Sunday, September 16, 2012

"The Master"




 2 / 5 

Watching Paul Thomas Anderson's The Master, I remembered reading about a European art museum that hung an important painting upside down for something like three or four months before anyone noticed.  But once they did, did it matter?

I wondered, because if someone told me now that The Master had been shown to me with three reels out of order, it wouldn't make much difference.  I'd like to ask Anderson, a director whose work I often admire, what he set out to accomplish and whether he thinks he did so.  And just as I'd be curious to know how art critics reacted to news that a painting they liked was upside-down when they wrote positive reviews, I'd love to know what film critics praising The Master as "challenging," "brooding" and "complex" mean by those words.  The Master is a bore.
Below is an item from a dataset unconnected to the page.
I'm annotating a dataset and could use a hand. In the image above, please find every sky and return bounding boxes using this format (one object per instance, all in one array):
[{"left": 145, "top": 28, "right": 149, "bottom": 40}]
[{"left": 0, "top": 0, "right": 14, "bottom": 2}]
At least Anderson himself is honest, admitting in interviews that The Master came about partly as a result of writing a character in search of a story.  Here's what he told The San Francisco Chronicle: "I was just sort of messing around writing, and then about four or five years ago, I started becoming more specific, 'What is this? Where are these pieces going?'"

Apparently he never did find out, and for nearly two and a half hours The Master moves at a glacial pace, partly proving Einstein right: Those two and a half hours feel very different in the theater than they might in any other activity.  Finally, it comes to a conclusion, or at least a final scene, about as pointless as one of the pseudo-psychological exercises that are the core of The Cause, the pseudo-psychological cult at the center of The Master.

The character Anderson wrote is certainly a vivid one, a pained loser so emotionally scarred by his experiences in the South Pacific during World War II that he's addicted to sex and to alcohol-like concoctions (formaldehyde, Lysol, paint thinner, whatever happens to be close by).  After one of his cocktails nearly kills a man, on-the-lam Freddy literally stumbles onto a yacht chartered by Lancaster Dodd, a charismatic crackpot who has started a small cult that bears more than a passing resemblance to Scientology.  Dodd believes an astonishing number of random things -- that humans are trillions of years old, that answering a bizarre series of unconnected questions will help you become a better person, and that people should call him "Master" when they address him.

Dodd is played with winning appeal and an uncomfortable gaze by Philip Seymour Hoffman, while Joaquin Phoenix is Freddy -- delivering a performance that is either uncompromising or a goofy riff on his David Letterman performance-art appearance; take your pick, either definition works.

In smaller, no-less-off-kilter roles are Amy Adams as Dodd's wife, and Laura Dern as a wealthy acolyte.  Neither female performance amounts to much -- throughout the movie, women are either sexual partners or irritating nuisances, or both.  The only two characters that matter to any degree are Dodd and Freddy, and it's their interplay that is, I guess, supposed to be enlightening.

But about what?  The Master offers no insight into the origins or precepts of Scientology -- er, The Cause -- doesn't have much of a perspective on whether it's helpful or harmful to Freddy, and shies away from the moments that might have been most illuminating.  Freddy may be simple-minded, but does he really believe that his problems were "implanted" in his soul millions of years ago?  What must he think when he comes to the conclusion that his Master is a sham?  For that matter, what of Dodd's adherents, who do, at various points in the movie, offer up their own questions?

As much as I appreciate the ambitious melodrama of Magnolia, the discomfiting sleaze of Boogie Nights and (to a much lesser degree) the bizarre epic of There Will Be Blood, nothing in The Master works this time around.  This is a plodding bore of a movie, one whose 65mm photography and meticulous set design can't save.

This is not an exploration of a cult, an examination of a religion, a story of two lonely men who make a connection, a survey of 1950s morality, a closely observed character study, or ... well, that's the problem: It's way too easy to define all the things The Master is not rather than anything that it actually is.  Except, maybe, it's upside down.  That wouldn't excuse it, but it would explain some things.